Olimpiya'ya yolculuğumuz uzun ama bir o kadar da harikaydı. Babamla birlikte günlerce yürüdük. Yolda bizim gibi oyunlara giden, farklı yerlerden gelmiş bir sürü insan gördük. Herkesin yüzünde aynı heyecan vardı. Sonunda Olimpiya'ya vardığımızda gördüklerim karşısında nefesim kesildi. Devasa Zeus Tapınağı, gökyüzüne uzanan kocaman sütunlarıyla sanki bulutlara dokunuyordu. Çok etkileyiciydi. Babam bana "Olimpiyat Ateşkesi" diye bir şeyden bahsetti. "Bak Lycomedes," dedi. "Oyunlar sırasında tüm savaşlar durur. Herkes kavga etmeyi bırakır ve dost olur. Bu, barış ve dostluk zamanıdır." Bu fikir çok hoşuma gitmişti. Açılış günü geldiğinde her yer müzik sesleri ve neşeli tezahüratlarla doluydu. Rengarenk giysili insanlar şarkılar söylüyordu. Sonunda benim yarışım olan "stadion" zamanı gelip çattı. Bu, stadyumun bir ucundan diğerine yapılan hızlı bir koşuydu. Diğer koşucularla birlikte başlangıç çizgisindeki yerimi aldım. Kalbim o kadar hızlı atıyordu ki göğsümden fırlayacak gibiydi. Bacaklarım heyecandan biraz titriyordu. Derken, güçlü bir trompet sesi duyuldu. Bu, başlama işaretiydi. Bütün gücümle ileri atıldım. Ayaklarımın altındaki toprak zemini hissediyordum. Kulaklarımda sadece kendi kalp atışlarımın gümbürtüsü ve kalabalığın "Hadi, hadi!" diye bağıran uğultusu vardı. Bitiş çizgisi gözümün önünde büyüyordu. Kendi kendime, "Daha hızlı, Lycomedes, daha hızlı!" diye fısıldadım. Son bir gayretle kendimi ileri attım.

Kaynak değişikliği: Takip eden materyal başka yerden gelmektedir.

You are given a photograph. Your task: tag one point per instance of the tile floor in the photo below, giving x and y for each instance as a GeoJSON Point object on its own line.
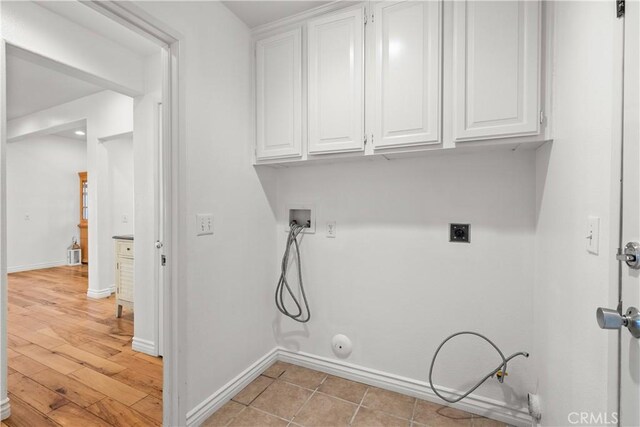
{"type": "Point", "coordinates": [290, 395]}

Bitiş çizgisini ilk geçen ben olmuştum. Kazanmıştım! O anki mutluluğumu ve yorgunluğumu tarif edemem. Neredeyse dizlerimin üzerine yığılacaktım ama kalabalığın adımı haykırması bana güç verdi. Ama asıl sürpriz ödül törenindeydi. Bana altın ya da gümüş bir madalya vermediler. Ödülüm, Zeus'un tapınağının yanındaki kutsal bir zeytin ağacından toplanmış yapraklarla örülmüş sade bir taçtı. Bu zeytin dalı çelengi, dünyadaki bütün hazinelerden daha değerliydi. Bu, en büyük onurun simgesiydi. O tacı başıma taktığımda, kendimi tüm Yunanistan'ın en gururlu ve en mutlu çocuğu gibi hissettim. O gün anladım ki Olimpiyat Oyunları sadece kazanmakla ilgili değildi. Asıl amaç, insanları barış ve dostluk içinde bir araya getirmekti. Bu, binlerce yıl sonra bile devam eden ne kadar güzel bir fikirdi.